De façon analogue, le cas extrême des situations de confrontation au besoin immédiat (dans le cas des expéditions par exemple) révèle la logique de réaction de l’homme, qui est ainsi obligé de s’installer dans le refus de la dictature du besoin pour se faire homme et survivre à l’hostilité du monde qui l’entoure.
Partie 3
L'homme peut choisir entre sa faim et autre chose. La non-satisfaction des besoins peut non seulement être acceptée mais systématiquement choisie : tel qui eut sans cesse le choix entre une dénonciation et un morceau de pain préféra l'honneur à la vie; et Gandhi choisit de ne pas manger pour fléchir son adversaire.
Ce que révèle alors ce refus de la soumission à un besoin est donc la liberté de l’homme, c’est-à-dire sa capacité à affirmer une indépendance et des valeurs contre l’ordre naturel des besoins.
b
La grève de la faim est sans doute l'expérience rare qui révèle la nature vraiment humaine de nos besoins comme, en un certain sens, la chasteté (monacale ou autre) constitue la sexualité en sexualité humaine.
Les exemples de grève de la faim ou de chasteté ont ici pour fonction d’éclairer la liberté humaine face aux besoins, et de montrer que cette liberté vient du refus d’une aliénation au besoin, refus souvent coûteux, mais à l’occasion duquel l’homme peut ainsi devenir homme et affirmer des valeurs et le sens de son existence.
c
Ces situations extrêmes sont fondamentales pour une psychologie de l'involontaire. Le besoin peut donc être un motif parmi d'autres.

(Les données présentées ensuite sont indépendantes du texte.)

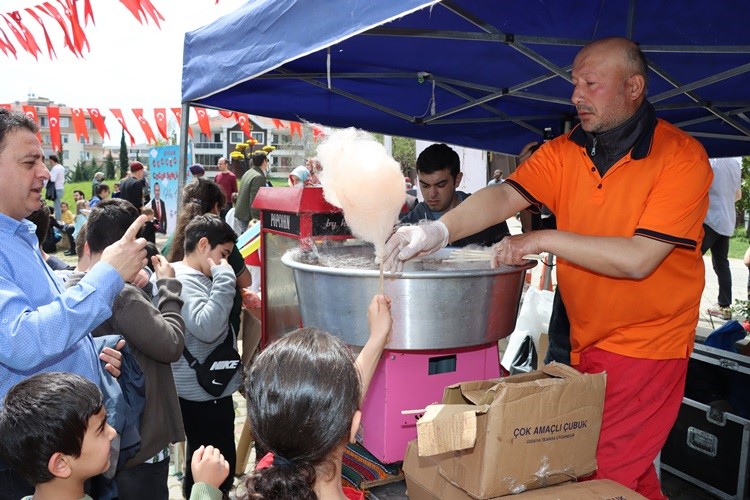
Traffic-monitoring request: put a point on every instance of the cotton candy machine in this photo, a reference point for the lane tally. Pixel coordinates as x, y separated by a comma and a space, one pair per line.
437, 302
448, 316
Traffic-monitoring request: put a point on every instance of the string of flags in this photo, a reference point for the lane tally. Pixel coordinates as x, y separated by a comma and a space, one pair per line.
71, 22
78, 119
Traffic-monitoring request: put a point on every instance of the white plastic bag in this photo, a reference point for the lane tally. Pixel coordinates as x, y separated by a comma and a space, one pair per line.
533, 320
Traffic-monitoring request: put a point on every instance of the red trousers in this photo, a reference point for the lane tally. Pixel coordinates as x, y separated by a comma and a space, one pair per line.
641, 403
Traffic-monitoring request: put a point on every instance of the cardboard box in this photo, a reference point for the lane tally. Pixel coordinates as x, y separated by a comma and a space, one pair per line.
424, 482
498, 437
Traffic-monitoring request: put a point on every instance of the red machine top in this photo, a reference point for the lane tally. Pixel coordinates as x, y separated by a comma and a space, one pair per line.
293, 200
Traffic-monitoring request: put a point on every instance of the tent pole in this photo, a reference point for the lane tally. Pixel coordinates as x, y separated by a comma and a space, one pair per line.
182, 167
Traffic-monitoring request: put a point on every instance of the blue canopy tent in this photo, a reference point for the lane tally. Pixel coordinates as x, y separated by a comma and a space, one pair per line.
479, 73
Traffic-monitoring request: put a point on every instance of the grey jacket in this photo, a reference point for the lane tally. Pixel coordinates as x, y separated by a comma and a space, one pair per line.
207, 303
155, 337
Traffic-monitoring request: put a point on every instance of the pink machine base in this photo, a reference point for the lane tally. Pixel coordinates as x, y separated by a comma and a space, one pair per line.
408, 380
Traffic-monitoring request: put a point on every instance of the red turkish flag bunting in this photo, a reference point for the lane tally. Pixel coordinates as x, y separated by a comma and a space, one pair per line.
50, 48
295, 127
161, 121
88, 13
98, 120
145, 7
244, 122
318, 133
24, 36
203, 121
53, 113
79, 124
121, 120
50, 10
31, 113
150, 137
5, 44
178, 114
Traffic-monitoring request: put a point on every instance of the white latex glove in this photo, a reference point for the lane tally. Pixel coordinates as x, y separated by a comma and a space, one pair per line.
413, 241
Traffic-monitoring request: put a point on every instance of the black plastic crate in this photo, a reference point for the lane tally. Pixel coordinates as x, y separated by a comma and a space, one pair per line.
709, 444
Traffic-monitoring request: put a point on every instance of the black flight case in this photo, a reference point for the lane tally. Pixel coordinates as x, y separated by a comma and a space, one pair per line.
709, 444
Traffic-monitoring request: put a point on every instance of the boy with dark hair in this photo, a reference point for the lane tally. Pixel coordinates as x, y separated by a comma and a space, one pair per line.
439, 174
208, 288
55, 433
101, 192
155, 337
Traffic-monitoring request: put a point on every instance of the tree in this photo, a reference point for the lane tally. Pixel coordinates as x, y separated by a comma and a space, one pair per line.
743, 204
109, 166
123, 156
93, 168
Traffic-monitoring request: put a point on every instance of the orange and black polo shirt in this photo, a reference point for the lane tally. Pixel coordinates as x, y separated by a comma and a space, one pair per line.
658, 190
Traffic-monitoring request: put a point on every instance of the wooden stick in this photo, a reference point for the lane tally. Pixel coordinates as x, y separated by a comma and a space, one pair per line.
469, 259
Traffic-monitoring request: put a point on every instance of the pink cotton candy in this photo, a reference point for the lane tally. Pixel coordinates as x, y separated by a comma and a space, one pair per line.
365, 182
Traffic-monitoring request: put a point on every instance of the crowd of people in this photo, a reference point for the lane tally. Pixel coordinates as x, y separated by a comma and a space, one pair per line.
630, 195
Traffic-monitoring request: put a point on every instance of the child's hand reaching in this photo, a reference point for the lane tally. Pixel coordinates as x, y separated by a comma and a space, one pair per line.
223, 262
209, 466
379, 320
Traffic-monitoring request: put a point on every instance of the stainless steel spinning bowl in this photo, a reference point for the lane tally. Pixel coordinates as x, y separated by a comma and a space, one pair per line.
443, 309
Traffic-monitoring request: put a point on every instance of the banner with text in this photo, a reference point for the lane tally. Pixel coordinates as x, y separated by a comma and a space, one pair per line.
163, 167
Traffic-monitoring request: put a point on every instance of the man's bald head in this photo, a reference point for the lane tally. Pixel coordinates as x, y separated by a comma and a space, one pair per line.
631, 56
609, 77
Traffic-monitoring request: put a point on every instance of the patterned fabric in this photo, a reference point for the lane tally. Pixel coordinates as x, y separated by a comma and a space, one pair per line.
360, 468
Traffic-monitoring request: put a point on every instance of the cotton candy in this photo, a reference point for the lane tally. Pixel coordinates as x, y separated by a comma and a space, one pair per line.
360, 178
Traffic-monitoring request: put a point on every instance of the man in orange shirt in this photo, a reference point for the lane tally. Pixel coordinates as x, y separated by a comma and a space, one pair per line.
630, 193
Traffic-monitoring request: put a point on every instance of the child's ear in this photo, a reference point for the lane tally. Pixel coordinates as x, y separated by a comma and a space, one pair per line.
59, 465
203, 245
356, 419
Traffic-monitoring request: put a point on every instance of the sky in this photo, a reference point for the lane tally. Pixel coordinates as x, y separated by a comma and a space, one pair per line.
129, 65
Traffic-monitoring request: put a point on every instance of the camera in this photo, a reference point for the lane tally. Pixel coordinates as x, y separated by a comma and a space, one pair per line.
547, 135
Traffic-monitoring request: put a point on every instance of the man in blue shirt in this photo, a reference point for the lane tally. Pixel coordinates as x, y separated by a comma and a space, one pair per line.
43, 326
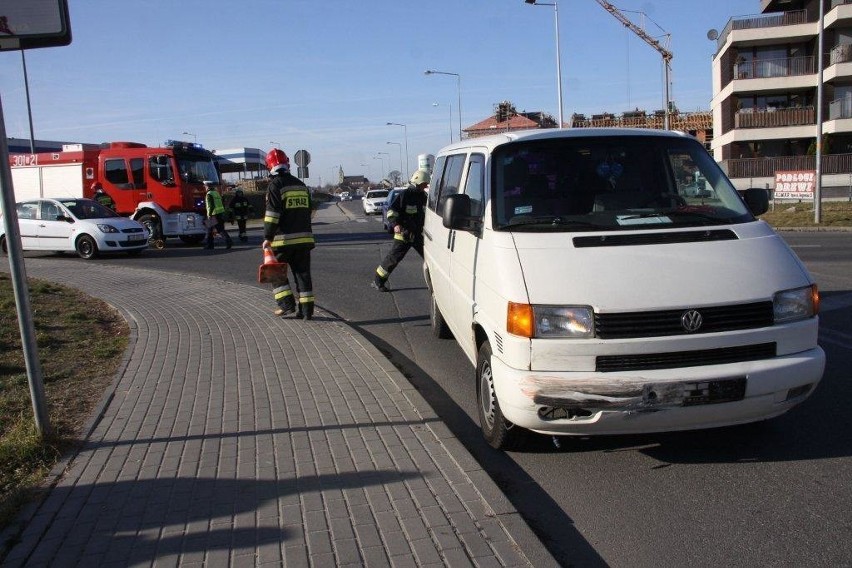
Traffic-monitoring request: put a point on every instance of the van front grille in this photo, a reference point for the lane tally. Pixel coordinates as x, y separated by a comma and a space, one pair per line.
644, 362
670, 322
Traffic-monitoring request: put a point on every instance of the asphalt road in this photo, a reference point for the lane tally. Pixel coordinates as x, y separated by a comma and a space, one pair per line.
777, 493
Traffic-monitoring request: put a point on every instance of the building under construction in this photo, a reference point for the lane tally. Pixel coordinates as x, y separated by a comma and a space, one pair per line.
507, 118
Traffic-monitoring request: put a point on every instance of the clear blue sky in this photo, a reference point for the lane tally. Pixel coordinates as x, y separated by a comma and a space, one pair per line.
327, 75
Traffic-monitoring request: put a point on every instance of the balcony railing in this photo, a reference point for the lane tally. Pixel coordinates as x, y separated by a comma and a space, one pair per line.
761, 21
771, 117
840, 108
766, 167
840, 54
769, 68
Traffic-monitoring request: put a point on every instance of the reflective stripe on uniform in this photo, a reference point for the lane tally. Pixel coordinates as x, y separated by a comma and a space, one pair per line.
282, 291
292, 239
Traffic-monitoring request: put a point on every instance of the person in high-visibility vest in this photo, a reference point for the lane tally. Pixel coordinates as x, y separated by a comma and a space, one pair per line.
406, 214
241, 208
215, 217
287, 231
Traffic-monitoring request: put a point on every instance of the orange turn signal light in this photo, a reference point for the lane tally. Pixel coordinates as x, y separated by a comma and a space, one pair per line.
815, 298
520, 320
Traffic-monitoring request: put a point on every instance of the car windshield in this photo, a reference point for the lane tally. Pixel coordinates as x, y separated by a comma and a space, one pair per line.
88, 209
610, 183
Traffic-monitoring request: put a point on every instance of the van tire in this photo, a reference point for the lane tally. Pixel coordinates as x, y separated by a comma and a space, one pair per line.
497, 431
440, 329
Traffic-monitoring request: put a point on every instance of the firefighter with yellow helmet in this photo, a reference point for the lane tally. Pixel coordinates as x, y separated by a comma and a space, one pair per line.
406, 215
287, 231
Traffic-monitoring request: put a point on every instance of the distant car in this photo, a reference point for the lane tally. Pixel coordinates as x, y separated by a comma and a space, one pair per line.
76, 225
393, 193
373, 201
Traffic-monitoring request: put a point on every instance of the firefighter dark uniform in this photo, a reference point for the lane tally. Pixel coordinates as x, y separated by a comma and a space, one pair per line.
215, 214
241, 208
104, 199
287, 229
406, 215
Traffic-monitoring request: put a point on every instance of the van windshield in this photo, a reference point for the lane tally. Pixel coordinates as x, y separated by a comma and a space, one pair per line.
610, 183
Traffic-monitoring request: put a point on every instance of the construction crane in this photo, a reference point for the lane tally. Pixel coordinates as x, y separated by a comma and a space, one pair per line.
664, 52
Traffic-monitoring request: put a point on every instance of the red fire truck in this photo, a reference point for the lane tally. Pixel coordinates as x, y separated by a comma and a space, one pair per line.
162, 188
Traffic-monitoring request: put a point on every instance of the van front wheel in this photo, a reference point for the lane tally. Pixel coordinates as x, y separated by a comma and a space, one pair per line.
498, 432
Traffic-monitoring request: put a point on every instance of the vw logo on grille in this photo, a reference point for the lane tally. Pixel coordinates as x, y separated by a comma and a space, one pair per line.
691, 320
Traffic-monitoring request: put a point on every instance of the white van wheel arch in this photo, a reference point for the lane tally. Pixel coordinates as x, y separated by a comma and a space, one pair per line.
497, 431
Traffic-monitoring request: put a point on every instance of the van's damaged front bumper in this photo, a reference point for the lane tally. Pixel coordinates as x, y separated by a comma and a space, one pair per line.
656, 401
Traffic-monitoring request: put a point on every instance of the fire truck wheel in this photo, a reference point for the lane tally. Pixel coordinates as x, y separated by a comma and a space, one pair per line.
86, 247
152, 223
192, 239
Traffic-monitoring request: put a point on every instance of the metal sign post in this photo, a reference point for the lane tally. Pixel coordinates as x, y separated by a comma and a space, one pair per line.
26, 25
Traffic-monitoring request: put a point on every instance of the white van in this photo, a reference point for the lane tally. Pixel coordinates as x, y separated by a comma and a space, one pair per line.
596, 292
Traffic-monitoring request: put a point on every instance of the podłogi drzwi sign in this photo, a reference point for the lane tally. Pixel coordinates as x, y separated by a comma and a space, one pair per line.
795, 184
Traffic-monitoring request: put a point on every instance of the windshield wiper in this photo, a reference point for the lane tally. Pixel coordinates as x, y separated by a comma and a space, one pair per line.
548, 220
703, 217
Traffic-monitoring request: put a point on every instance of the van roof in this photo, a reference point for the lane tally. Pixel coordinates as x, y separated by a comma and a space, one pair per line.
491, 142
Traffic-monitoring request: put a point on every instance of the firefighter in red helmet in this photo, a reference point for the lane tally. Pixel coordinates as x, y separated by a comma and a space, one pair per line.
287, 230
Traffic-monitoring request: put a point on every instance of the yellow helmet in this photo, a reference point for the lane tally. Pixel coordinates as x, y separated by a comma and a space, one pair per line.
420, 176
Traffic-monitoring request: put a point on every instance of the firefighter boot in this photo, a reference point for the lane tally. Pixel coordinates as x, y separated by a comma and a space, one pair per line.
287, 306
380, 284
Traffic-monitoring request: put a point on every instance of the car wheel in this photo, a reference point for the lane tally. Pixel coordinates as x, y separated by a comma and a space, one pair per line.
86, 247
436, 319
498, 432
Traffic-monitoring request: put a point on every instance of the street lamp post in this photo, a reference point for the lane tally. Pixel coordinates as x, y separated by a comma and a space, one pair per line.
558, 62
451, 118
382, 171
401, 172
405, 130
458, 81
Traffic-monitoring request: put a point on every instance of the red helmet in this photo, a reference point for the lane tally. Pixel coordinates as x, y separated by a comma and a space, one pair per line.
277, 160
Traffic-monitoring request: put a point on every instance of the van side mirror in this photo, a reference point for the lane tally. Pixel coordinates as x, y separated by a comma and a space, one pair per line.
457, 214
756, 199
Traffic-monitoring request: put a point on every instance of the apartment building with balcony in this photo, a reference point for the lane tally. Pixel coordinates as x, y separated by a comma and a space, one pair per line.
765, 89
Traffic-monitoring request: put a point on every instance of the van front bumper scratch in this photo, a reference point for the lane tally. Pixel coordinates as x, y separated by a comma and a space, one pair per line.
661, 400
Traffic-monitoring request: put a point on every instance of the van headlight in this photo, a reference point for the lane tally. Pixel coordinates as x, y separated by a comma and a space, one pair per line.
533, 321
797, 304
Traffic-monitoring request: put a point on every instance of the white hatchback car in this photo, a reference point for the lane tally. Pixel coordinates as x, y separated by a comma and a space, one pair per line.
373, 201
78, 225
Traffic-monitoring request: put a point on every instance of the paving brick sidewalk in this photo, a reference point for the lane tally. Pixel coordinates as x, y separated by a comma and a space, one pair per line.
249, 440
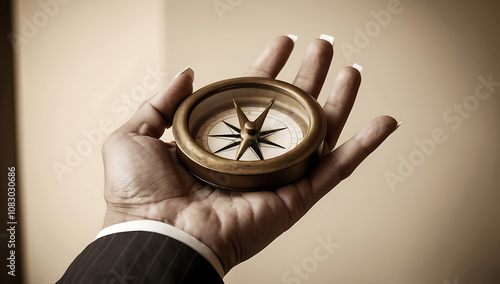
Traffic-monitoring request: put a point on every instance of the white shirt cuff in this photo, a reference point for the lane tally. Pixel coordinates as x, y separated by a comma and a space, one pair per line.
169, 231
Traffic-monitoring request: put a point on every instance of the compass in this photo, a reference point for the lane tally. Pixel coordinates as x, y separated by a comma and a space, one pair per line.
249, 133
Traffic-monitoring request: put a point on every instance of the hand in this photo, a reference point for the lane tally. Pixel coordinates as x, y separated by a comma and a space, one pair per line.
144, 179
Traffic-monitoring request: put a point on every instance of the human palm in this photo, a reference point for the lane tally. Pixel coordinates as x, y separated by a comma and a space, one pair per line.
145, 180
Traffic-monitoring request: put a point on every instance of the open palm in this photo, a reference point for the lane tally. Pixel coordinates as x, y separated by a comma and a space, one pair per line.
145, 180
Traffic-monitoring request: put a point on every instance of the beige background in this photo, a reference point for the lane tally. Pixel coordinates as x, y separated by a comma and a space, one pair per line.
81, 67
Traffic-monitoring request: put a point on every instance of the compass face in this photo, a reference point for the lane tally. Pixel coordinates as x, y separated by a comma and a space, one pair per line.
249, 133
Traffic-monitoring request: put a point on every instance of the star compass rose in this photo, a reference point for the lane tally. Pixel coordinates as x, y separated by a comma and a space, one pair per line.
248, 135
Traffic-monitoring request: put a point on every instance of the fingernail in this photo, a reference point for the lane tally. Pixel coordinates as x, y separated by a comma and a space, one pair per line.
328, 38
187, 71
293, 37
357, 66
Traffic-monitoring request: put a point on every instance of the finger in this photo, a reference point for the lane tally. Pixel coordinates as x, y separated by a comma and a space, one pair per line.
314, 68
156, 114
340, 163
339, 104
270, 62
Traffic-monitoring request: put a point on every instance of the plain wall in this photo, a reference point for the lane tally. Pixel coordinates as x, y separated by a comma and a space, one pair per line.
415, 211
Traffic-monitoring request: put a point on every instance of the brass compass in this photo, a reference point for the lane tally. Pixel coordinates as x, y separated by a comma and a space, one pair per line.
249, 133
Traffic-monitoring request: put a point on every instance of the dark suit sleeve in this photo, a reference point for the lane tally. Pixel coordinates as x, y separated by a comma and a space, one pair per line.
139, 257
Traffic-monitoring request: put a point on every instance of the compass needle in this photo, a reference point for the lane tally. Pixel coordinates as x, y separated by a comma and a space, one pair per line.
230, 126
265, 141
245, 143
269, 132
234, 144
256, 149
242, 118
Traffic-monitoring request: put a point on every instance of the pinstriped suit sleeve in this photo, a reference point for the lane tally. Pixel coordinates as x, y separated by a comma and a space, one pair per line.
140, 257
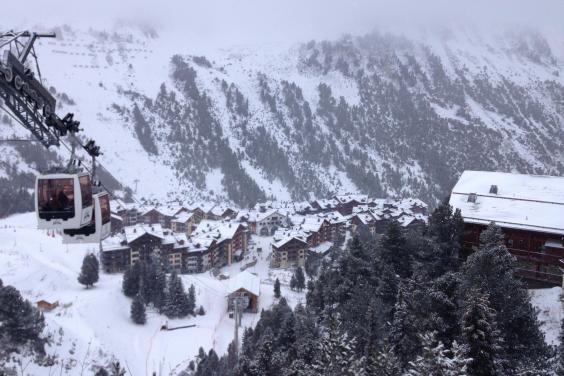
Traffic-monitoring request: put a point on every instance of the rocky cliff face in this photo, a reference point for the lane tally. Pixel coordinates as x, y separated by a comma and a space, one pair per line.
380, 114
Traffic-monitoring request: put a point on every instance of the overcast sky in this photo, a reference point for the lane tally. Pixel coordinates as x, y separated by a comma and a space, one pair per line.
247, 21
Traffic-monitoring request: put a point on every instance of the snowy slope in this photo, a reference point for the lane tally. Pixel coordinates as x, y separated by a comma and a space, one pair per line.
92, 326
416, 111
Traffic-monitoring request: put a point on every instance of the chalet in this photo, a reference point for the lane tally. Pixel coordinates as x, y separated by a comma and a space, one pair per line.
116, 223
200, 212
366, 220
324, 205
127, 211
46, 306
266, 223
289, 251
139, 242
528, 208
346, 203
317, 230
184, 222
199, 254
219, 212
247, 286
231, 240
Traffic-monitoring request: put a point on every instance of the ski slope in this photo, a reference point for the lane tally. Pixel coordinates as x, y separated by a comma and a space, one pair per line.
92, 326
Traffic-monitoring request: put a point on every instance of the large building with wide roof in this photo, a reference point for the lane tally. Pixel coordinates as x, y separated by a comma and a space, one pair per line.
529, 209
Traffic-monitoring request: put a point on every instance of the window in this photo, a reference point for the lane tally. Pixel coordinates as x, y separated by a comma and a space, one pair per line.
56, 196
85, 190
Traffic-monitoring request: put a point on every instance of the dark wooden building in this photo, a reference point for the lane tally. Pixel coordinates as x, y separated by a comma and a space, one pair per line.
530, 211
288, 252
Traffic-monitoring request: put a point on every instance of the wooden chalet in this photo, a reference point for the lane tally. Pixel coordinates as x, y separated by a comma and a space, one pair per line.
246, 285
45, 306
530, 211
289, 251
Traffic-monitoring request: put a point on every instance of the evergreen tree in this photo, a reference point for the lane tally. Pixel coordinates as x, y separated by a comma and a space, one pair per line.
559, 370
101, 372
300, 279
403, 331
89, 272
393, 250
336, 355
480, 335
262, 364
277, 289
177, 302
293, 283
201, 311
131, 280
138, 310
191, 305
491, 270
20, 322
435, 360
383, 363
116, 369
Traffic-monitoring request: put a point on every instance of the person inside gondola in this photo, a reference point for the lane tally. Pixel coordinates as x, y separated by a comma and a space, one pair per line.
63, 200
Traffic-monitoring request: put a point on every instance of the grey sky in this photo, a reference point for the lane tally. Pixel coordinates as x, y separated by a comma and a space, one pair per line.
247, 21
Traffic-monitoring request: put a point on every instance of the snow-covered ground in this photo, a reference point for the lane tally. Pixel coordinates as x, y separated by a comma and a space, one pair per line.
92, 325
550, 312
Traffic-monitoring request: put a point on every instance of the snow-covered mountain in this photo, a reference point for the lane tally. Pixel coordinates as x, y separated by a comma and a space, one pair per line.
380, 113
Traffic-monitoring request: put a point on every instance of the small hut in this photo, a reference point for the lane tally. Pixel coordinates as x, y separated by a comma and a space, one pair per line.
46, 306
246, 285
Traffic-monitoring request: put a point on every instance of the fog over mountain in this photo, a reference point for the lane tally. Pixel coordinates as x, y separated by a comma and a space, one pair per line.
250, 100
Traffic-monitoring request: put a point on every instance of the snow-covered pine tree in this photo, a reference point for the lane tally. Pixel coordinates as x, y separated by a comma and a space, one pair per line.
116, 369
459, 361
403, 331
177, 304
300, 279
435, 360
293, 283
480, 335
263, 358
383, 362
277, 288
20, 322
191, 304
393, 250
336, 356
138, 315
201, 311
491, 270
159, 286
89, 272
131, 279
559, 366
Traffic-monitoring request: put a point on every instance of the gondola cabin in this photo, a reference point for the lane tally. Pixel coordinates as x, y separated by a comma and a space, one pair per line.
63, 201
99, 227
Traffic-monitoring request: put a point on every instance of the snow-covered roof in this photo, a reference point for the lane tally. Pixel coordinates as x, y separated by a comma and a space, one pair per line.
321, 248
244, 280
287, 239
220, 230
528, 202
138, 230
182, 217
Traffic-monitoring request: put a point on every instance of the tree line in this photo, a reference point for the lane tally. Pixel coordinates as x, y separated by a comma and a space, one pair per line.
147, 283
402, 304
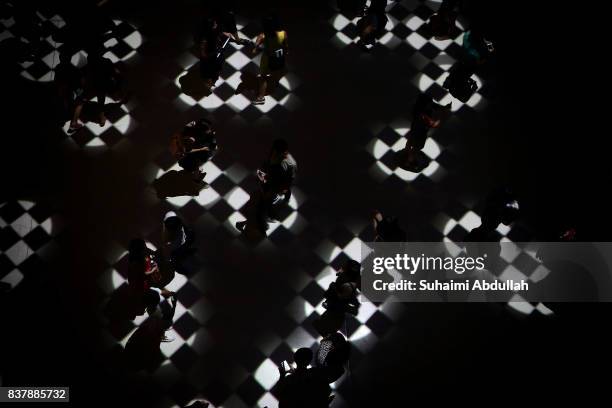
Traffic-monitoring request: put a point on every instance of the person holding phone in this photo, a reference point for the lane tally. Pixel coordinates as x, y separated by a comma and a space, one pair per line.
272, 42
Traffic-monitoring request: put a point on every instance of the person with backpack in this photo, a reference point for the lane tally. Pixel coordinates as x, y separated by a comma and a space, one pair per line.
272, 42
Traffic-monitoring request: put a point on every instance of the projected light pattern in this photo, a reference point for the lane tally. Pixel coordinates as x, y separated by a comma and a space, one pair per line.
123, 46
27, 231
188, 332
430, 57
118, 124
520, 263
227, 200
237, 85
363, 331
387, 150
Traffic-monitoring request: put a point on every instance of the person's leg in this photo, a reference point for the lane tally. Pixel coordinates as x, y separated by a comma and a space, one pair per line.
262, 89
74, 123
101, 103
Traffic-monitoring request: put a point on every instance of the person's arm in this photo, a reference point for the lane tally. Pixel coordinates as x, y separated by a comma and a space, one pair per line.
204, 49
286, 45
200, 149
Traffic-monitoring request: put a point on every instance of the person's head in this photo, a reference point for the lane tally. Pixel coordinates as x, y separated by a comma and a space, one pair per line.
137, 249
336, 338
173, 223
352, 268
209, 24
302, 357
271, 24
280, 147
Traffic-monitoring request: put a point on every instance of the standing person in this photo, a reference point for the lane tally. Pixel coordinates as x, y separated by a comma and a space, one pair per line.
211, 41
146, 270
426, 115
332, 355
70, 83
303, 386
276, 176
272, 42
194, 146
372, 24
387, 228
278, 173
177, 240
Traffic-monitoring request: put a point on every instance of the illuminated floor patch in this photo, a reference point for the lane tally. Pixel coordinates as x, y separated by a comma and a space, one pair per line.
26, 232
119, 123
123, 46
432, 58
236, 87
517, 262
227, 200
387, 151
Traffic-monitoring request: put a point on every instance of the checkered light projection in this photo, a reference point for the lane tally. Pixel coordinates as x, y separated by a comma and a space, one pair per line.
27, 231
121, 48
118, 124
227, 199
520, 262
237, 85
387, 149
432, 58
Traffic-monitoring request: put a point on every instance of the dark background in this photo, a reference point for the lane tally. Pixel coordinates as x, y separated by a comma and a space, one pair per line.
545, 135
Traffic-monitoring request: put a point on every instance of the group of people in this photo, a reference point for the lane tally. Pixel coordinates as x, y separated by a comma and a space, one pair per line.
149, 272
82, 88
219, 29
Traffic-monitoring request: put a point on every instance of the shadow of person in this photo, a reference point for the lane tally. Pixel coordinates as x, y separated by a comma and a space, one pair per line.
142, 348
122, 306
414, 161
250, 82
177, 183
254, 228
351, 8
192, 84
92, 110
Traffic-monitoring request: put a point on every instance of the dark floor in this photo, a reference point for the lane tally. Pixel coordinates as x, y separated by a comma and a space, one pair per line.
245, 305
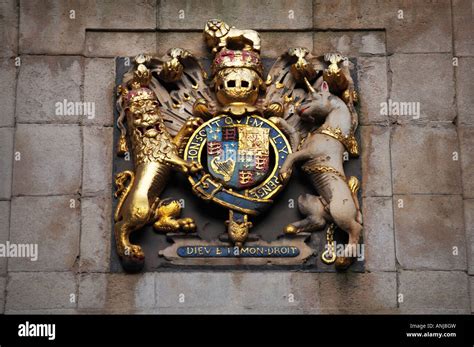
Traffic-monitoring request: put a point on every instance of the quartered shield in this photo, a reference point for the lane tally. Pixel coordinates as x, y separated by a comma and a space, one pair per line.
238, 155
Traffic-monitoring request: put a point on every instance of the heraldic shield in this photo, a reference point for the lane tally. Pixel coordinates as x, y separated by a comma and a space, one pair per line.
238, 155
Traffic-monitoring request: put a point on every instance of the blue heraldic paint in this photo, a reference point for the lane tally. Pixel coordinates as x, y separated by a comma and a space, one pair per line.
236, 252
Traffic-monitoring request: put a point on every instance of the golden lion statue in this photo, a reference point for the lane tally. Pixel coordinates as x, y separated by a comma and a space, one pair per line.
219, 34
155, 153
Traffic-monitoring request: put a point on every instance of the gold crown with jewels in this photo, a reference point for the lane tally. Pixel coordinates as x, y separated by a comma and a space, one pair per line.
227, 58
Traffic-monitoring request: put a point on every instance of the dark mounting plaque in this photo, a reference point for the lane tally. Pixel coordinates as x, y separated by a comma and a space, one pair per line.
210, 217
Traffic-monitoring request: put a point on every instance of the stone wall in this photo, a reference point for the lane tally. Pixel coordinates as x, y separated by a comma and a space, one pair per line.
418, 174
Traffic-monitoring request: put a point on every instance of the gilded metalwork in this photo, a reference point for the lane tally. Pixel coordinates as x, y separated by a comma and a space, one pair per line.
236, 135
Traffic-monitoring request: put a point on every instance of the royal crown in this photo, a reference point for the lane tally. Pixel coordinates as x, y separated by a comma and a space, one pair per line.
227, 58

R replace son analyse de la liberté face aux besoins dans une analyse de la psychologie de l’involontaire, c’est-à-dire de la structuration mentale proprement humaine devant l’extrême, qui permet ainsi de comprendre comme l’homme peut affirmer sa volonté par-delà ce qui la détermine. En d’autres termes, l’homme est toujours placé dans des situations involontaires (qu’il ne choisit pas) desquelles il peut se libérer en affirmant sa volonté propre.